1
ALBARAKA TÜRK’TEN DAR GELİRLİ MİKROGİRİŞİMCİ KADINLARA CAN SUYU
Albaraka Türk Katılım Bankasının 2022 yılından itibaren dar gelirli mikrogirişimcilere
sağlamış olduğu 3.5 milyon liralık mikrokredi desteği, tahsil edilen mikrokredilerin tekrar
dağıtılmasıyla birlikte 521 mikrogirişimci kadına 4.136.000 TL’ye ulaştı.
Türkiye’de mikrokredi uygulaması; ilk defa Diyarbakır’da 18 Temmuz 2003 tarihinde, her biri
500 lira olan çeklerle, 6 yoksul kadına toplam 3.000 lira mikrokredi verilerek başlatılmıştır.
Türkiye’de hiç kimse ilk sermaye olarak dağıtılan 500 lira ile gelir getirici bir iş yapılabileceğine
inanmamıştı. Ancak, 2003 yılından beri, Türkiye İsrafı Önleme Vakfı (TİSVA) bünyesinde
mikrokredi faaliyetlerini sürdüren Türkiye Grameen Mikrofinans Programı (TGMP), 1 milyar
690 milyon lirayı aşan mikrokredi desteğiyle, 220 bin dar gelirli kadını ekonomik hayata
dâhil etmiştir.
TGMP; 20 yılı aşkın süredir “Yoksulluğun Olmadığı Hepitalist bir Türkiye” amacıyla, dar
gelirli kadınlara yönelik küçük bir sermaye olan mikrokredi faaliyetini 68 ilde 95 şubede
sürdürmektedir.
TİSVA Kurucusu Prof. Dr. Aziz Akgül; ““Türkiye’de finansal zorluk içinde olanların oranı
nüfusun yaklaşık %27’si kadardır. İnsan mutluluğunu esas alacak şekilde, dar gelirli kadınların
kendi kendilerine gelir getirici faaliyetlerde bulunmaları ve ihtiyaç duydukları finansal
kaynaklara erişimi kolaylaştırmak için büyük gayret göstermekteyiz. Bu nedenle Albaraka
Türk’ün mikrogirişimci kadınlara sağlamış olduğu desteklerden dolayı şükranlarımı
sunuyorum.”
TGMP, Birleşmiş Milletler 17 Sürdürülebilir Kalkınma Hedefi’nin (SKH) bir numaralı hedefi
olan, 2030 yılına kadar yoksulluğu ortadan kaldırmak amacıyla hareket ederek insanlığa
hizmet vermeyi sürdürmektedir. Türkiye genelinde yaklaşık 7 milyon kadının, yoksulluk
sınırının üzerine çıkarılmasına yönelik mikrokredi faaliyetlerinin sürdürülebilmesi için daha
fazla finansman kaynağına ihtiyaç vardır.

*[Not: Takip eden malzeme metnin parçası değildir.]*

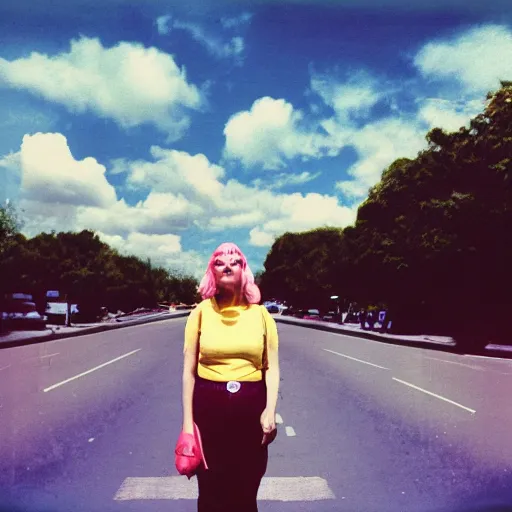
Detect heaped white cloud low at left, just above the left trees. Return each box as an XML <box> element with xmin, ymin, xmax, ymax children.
<box><xmin>4</xmin><ymin>133</ymin><xmax>202</xmax><ymax>244</ymax></box>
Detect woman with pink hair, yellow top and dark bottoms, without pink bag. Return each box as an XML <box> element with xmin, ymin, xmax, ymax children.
<box><xmin>183</xmin><ymin>243</ymin><xmax>279</xmax><ymax>512</ymax></box>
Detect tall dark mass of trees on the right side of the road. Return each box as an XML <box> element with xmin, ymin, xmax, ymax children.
<box><xmin>261</xmin><ymin>82</ymin><xmax>512</xmax><ymax>348</ymax></box>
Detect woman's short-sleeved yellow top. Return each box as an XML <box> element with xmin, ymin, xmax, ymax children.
<box><xmin>184</xmin><ymin>298</ymin><xmax>278</xmax><ymax>382</ymax></box>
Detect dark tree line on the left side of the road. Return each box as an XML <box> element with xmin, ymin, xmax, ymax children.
<box><xmin>0</xmin><ymin>212</ymin><xmax>198</xmax><ymax>320</ymax></box>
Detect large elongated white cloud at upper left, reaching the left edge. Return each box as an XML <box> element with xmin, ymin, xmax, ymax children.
<box><xmin>0</xmin><ymin>37</ymin><xmax>203</xmax><ymax>139</ymax></box>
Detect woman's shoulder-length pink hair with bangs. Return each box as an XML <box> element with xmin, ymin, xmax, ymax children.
<box><xmin>199</xmin><ymin>242</ymin><xmax>261</xmax><ymax>304</ymax></box>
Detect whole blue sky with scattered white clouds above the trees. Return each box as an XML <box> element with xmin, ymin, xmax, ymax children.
<box><xmin>0</xmin><ymin>0</ymin><xmax>512</xmax><ymax>277</ymax></box>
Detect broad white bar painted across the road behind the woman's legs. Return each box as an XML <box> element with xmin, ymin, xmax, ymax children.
<box><xmin>114</xmin><ymin>476</ymin><xmax>336</xmax><ymax>501</ymax></box>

Akgül: “Mikrogirişimcilerin kendi kendilerine gelir getirici faaliyetlerde bulunmasına imkân
sağlayarak “Yoksulluğun Olmadığı Hepitalist Türkiye” hedefine ulaşabiliriz.
2
Ülkemizde yoksulluğun azaltılmasında uygulanan ana strateji hibe şeklindeki yardımlardır.
Hibe şeklindeki yardımlar; çalışamayacak durumda bulunan yaşlı, engelli ve hastalara evlerine
kadar gidilerek ihtiyaç duydukları nakdi ve ayni şekilde yapılmalıdır. Ancak, çalışabilecek
durumda olan yoksullara hibe yardımları yerine, onların yoksulluk sınırının üzerine
çıkarılmasına katkıda bulunacak şekilde, küçük birer sermaye olan mikrokredi verilerek, kendi
kendilerine gelir getirici faaliyetlerde bulunmaları sağlanmalıdır.
Akgül: “Hibe yardımlarla asla yoksulluk önlenemez. Her yoksula hibe yardımı yapılması da
ayrıca çok ciddi bir kaynak israfıdır. Albaraka Türk’ün sağlamış olduğu 3.5 milyon lira
mikrokredi desteği, taksitlerini ödeyen mikrogirişimci kadınlardan elde edilen tutarlar
finansman ihtiyacı olan diğer mikrogirişimcilere dağıtılmaya devam edecektir.”